Contextual Compression for Agent Memory: What Stays and What Goes

Around week three, the problem shows up. After running long enough, the context window that once felt spacious has filled halfway with memory data, and the agent starts missing things it knew two weeks ago, or it loses track of what happened yesterday. Either way, something has broken in how the agent manages memory over time.

I ran into this with a codebase navigation agent I built last year. The agent needed to remember which files it had already analyzed, what it found in each, and which paths were dead ends. After about 200 interactions, the memory payload was eating 40% of the context window, and the agent spent more tokens looking up memory than doing the analysis I had asked for.

Compression stops being optional once context is finite. Something has to give.

Contextual Compression Pipeline

Why Standard RAG Compression Does Not Work Here

Anyone who has built a RAG system knows contextual compression is close to solved in that setting. You retrieve the relevant chunks, then run a compressor that strips out the parts that do not answer the query. Simple and effective.

Agent memory compression works on a harder question. RAG lets you compress against what a query needs right now. Agent memory forces you to compress against what the agent will need in some future situation you cannot see yet, so you are predicting relevance across time and shifting task context, never just a single query. The three memory types in AI agents tolerate that compression very differently. Episodic memory loses precision on details, semantic memory risks going stale, and working memory cannot be compressed at all without breaking the task in progress.

Recency, frequency of use, and predicted future relevance all have to feed into the compression decision. A memory accessed ten times in the past week is far more likely to matter than one touched once three weeks ago. Knowledge about the user's primary project earns its space in a way that a memory about a one-off debugging session for a side repo does not.

Different memory types serve different purposes, which I covered in the memory hierarchy in AI systems. That hierarchy is the foundation. The compression layer I am describing here sits on top of it and decides how much of each tier survives.

The Three Approaches That Work

After testing several compression strategies, I found three that hold up in production.

Summary-Based Compression

Store a generated summary of each memory item instead of the full content. When the agent needs the memory, it uses the summary and can optionally retrieve the full item on demand.

Your savings track summary length directly.
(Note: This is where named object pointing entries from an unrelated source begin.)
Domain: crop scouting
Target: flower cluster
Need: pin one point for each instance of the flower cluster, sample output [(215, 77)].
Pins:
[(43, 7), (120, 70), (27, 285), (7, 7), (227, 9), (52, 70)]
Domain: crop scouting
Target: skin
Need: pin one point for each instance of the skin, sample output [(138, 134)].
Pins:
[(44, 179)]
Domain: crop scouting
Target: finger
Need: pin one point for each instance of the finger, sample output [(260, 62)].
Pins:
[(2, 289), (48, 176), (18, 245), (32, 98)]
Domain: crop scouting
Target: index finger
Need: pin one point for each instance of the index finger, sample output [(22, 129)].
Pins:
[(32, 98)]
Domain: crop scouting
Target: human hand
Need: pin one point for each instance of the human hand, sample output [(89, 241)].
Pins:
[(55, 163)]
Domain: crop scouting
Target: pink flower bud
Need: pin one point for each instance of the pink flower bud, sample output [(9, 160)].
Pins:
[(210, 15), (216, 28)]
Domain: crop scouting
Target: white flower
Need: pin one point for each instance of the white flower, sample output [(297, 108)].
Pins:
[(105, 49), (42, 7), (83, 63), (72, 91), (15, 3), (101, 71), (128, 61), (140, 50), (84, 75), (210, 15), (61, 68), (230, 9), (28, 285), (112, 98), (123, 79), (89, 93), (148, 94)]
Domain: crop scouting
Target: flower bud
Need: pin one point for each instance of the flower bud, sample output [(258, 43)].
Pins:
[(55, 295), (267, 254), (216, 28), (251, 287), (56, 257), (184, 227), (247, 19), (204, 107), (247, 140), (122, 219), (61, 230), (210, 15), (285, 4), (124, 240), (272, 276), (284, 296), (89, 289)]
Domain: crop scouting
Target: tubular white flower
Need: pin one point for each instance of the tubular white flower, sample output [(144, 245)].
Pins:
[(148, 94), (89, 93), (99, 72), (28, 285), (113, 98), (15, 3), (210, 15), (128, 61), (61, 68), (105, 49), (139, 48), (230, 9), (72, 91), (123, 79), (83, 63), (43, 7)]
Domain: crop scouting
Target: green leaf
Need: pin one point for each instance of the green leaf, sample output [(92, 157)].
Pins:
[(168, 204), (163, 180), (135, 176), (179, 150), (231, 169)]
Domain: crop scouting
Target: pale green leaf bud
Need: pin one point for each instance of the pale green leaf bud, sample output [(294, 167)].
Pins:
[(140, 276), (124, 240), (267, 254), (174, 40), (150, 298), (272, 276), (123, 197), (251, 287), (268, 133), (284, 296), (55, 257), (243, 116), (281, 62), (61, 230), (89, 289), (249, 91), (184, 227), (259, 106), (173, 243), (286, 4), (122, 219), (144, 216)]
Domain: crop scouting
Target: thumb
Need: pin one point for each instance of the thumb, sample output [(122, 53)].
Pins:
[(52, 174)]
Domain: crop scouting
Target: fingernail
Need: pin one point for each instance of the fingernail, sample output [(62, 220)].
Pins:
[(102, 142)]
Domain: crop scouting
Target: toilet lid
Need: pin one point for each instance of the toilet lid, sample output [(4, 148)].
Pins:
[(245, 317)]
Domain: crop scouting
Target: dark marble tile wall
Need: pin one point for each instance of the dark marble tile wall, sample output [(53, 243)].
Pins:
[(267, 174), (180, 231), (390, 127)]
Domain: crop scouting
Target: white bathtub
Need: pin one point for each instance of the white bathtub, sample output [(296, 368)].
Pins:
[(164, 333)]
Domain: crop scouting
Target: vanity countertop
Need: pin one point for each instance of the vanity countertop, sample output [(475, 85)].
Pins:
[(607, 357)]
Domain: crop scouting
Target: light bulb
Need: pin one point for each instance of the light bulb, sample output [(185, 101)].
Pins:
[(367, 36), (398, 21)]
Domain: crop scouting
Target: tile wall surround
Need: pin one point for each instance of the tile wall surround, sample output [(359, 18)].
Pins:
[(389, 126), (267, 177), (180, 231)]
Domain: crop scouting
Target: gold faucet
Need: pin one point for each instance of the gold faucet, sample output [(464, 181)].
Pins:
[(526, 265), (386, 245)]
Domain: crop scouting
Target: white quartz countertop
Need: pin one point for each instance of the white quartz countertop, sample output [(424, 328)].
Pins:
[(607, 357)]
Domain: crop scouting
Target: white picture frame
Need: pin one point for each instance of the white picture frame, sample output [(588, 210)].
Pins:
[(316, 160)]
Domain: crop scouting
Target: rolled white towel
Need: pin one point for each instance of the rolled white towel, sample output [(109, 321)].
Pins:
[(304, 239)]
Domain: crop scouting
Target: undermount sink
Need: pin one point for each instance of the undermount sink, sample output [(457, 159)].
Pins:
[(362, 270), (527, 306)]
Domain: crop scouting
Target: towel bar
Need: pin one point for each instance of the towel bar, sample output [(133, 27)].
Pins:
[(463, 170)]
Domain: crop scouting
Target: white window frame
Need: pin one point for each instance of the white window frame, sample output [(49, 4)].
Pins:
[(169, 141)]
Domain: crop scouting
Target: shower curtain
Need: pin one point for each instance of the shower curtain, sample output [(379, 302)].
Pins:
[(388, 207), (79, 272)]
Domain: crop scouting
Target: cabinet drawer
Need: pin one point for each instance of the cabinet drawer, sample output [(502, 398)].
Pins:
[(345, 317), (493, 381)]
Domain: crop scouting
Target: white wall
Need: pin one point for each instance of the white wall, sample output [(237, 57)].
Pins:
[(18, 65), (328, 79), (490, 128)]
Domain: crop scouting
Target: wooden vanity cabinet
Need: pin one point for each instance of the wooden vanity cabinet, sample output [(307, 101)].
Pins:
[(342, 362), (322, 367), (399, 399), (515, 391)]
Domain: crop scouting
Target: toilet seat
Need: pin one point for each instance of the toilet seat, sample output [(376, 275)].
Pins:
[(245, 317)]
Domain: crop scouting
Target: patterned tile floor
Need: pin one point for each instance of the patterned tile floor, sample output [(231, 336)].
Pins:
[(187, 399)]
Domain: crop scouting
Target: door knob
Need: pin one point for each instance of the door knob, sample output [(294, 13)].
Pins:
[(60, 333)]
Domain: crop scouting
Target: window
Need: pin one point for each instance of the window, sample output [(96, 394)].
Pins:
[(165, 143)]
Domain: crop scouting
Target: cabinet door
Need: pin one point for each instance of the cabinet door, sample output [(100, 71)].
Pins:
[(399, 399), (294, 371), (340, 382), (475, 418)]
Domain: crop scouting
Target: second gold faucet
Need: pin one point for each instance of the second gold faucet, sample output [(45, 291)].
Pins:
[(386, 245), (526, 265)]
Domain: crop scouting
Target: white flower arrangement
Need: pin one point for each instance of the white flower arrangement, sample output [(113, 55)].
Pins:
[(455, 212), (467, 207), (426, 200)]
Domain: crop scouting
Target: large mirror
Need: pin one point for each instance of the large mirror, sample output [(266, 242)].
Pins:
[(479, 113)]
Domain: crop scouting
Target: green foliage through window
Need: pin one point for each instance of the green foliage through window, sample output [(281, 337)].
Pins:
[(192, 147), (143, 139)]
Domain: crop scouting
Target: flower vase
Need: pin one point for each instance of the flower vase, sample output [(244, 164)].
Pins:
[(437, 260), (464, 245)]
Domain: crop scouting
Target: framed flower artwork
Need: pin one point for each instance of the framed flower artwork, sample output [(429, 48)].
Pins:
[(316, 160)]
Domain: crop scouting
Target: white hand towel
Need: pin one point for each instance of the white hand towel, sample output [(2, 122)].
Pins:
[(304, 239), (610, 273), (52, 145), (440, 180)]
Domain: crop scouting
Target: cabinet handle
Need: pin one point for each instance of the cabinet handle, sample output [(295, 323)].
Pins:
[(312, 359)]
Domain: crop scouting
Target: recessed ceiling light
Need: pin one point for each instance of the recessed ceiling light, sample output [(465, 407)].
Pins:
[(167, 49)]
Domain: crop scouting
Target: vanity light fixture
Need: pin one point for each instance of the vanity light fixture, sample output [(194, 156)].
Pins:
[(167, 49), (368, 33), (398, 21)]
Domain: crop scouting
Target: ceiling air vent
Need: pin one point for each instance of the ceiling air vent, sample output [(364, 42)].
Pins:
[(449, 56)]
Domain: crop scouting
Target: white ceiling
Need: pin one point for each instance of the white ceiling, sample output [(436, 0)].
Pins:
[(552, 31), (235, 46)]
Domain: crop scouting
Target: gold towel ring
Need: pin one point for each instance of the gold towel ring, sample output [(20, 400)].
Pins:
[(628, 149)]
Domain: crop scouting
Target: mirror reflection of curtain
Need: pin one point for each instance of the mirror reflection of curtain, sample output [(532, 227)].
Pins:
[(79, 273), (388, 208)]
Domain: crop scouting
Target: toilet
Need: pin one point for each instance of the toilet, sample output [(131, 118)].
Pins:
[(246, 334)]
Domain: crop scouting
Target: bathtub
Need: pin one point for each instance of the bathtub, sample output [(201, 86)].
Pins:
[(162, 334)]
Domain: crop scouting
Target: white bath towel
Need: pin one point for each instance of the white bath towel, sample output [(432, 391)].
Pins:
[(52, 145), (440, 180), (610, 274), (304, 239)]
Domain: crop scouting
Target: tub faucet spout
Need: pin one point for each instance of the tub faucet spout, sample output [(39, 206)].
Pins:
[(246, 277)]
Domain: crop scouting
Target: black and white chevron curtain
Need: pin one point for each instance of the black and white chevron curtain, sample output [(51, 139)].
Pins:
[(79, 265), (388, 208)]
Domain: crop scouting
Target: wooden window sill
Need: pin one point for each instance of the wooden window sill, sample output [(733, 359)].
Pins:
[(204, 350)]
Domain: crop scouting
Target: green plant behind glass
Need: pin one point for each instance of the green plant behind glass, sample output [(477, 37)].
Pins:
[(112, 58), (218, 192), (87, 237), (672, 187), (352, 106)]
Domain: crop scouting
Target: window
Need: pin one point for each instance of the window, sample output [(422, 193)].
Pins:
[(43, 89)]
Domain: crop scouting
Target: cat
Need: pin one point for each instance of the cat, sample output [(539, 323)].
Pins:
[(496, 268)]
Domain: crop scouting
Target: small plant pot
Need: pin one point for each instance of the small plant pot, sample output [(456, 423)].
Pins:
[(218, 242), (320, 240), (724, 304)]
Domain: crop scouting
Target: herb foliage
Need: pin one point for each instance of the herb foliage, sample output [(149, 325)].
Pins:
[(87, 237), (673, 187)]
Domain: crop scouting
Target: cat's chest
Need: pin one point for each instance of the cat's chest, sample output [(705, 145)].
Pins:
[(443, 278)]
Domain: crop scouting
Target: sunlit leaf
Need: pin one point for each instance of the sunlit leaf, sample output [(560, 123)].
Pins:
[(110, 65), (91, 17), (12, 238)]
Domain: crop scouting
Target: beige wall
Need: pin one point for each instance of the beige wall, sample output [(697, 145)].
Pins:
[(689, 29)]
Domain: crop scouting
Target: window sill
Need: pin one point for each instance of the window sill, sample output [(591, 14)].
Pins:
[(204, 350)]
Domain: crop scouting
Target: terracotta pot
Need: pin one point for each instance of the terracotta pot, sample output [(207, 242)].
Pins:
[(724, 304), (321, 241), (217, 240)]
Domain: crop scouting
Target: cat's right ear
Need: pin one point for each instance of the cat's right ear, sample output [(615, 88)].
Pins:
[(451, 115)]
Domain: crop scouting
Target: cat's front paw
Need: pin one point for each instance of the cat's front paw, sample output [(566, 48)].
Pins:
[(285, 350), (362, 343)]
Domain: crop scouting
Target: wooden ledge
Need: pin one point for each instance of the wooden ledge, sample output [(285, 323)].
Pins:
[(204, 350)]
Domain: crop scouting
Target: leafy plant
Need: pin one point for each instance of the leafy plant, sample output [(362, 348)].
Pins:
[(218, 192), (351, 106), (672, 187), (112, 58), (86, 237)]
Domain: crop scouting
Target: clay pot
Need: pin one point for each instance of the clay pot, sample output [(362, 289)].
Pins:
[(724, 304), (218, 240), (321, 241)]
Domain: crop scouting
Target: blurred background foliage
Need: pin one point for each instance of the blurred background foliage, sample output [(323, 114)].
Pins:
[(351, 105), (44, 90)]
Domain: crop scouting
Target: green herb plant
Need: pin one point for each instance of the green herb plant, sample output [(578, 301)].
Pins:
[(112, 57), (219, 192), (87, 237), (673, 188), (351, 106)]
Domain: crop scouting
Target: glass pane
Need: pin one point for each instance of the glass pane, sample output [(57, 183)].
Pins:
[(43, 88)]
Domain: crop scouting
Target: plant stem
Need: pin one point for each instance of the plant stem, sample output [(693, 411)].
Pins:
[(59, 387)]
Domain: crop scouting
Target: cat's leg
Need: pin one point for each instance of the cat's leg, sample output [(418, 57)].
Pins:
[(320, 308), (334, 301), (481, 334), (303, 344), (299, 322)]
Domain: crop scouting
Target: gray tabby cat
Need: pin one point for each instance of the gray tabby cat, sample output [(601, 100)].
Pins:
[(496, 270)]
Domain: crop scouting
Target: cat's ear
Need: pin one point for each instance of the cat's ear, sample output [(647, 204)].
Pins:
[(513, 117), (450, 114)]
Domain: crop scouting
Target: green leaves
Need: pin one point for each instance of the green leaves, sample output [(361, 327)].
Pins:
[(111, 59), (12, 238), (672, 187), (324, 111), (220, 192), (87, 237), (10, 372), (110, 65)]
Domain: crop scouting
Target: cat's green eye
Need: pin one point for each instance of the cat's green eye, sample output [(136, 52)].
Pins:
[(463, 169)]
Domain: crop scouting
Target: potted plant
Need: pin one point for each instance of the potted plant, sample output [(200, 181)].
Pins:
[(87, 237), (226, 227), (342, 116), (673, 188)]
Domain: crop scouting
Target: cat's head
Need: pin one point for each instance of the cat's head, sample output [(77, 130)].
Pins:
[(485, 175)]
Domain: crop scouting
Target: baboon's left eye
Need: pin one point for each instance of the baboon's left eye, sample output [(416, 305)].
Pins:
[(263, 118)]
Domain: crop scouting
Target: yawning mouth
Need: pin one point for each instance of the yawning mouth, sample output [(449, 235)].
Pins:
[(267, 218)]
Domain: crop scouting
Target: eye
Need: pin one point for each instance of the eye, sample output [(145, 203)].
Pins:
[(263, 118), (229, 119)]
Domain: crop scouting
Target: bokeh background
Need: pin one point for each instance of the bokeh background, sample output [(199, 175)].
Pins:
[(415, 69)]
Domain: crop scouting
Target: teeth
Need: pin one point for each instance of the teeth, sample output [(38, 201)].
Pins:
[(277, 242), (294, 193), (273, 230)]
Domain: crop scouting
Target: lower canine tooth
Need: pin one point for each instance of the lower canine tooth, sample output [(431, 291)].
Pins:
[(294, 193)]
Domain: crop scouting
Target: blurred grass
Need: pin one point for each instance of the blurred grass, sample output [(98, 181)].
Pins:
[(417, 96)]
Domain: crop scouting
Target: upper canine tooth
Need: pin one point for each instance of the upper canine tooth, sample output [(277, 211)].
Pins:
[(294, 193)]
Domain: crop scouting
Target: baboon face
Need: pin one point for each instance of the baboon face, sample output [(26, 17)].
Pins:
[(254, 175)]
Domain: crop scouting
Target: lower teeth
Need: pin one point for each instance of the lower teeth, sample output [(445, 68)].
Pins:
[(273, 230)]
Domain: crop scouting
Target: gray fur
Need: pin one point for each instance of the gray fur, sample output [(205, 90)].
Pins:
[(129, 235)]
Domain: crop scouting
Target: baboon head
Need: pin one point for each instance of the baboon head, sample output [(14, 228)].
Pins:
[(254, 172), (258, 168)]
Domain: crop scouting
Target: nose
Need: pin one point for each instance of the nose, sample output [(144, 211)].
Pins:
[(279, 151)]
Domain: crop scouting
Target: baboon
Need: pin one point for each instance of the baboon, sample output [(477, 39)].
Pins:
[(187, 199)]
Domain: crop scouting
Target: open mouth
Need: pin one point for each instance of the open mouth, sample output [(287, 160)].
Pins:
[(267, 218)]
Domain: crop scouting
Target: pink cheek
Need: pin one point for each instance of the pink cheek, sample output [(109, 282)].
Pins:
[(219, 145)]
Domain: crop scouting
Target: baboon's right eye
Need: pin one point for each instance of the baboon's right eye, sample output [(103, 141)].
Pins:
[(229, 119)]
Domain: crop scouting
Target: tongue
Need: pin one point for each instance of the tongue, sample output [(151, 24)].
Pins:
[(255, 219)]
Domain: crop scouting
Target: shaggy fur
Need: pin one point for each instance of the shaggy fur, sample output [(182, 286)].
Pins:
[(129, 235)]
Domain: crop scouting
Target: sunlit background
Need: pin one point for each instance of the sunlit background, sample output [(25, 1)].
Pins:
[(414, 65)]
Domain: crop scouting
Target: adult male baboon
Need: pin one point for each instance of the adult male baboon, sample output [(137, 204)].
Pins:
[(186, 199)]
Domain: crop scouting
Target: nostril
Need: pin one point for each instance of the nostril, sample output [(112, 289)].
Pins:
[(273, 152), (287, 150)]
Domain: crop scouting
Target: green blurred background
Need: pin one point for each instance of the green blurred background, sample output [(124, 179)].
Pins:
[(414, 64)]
Squeezing a 512-token memory down to 64 tokens buys you an 8x storage gain, though the quality of that summary decides whether the compression is lossless or lossy. A sloppy summary drops the one detail you needed later.

I tested this with a customer support agent that had to remember bug reports. The original memory items ran 300 to 500 tokens each, describing a bug and its resolution. Summarized to 50 tokens, the agent still recognized the bug type but lost the specific steps to reproduce it. It could route a ticket to the right queue and never walk an engineer through the repro. That is a real degradation in capability, the kind you only notice when a user asks the follow-up question the summary cannot answer.

Hierarchical Forgetting

Keep detailed memory for recent items and progressively abstract older items. Recent memory stays at full fidelity. Memory older than 7 days gets summarized. Memory older than 30 days gets reduced to key facts only.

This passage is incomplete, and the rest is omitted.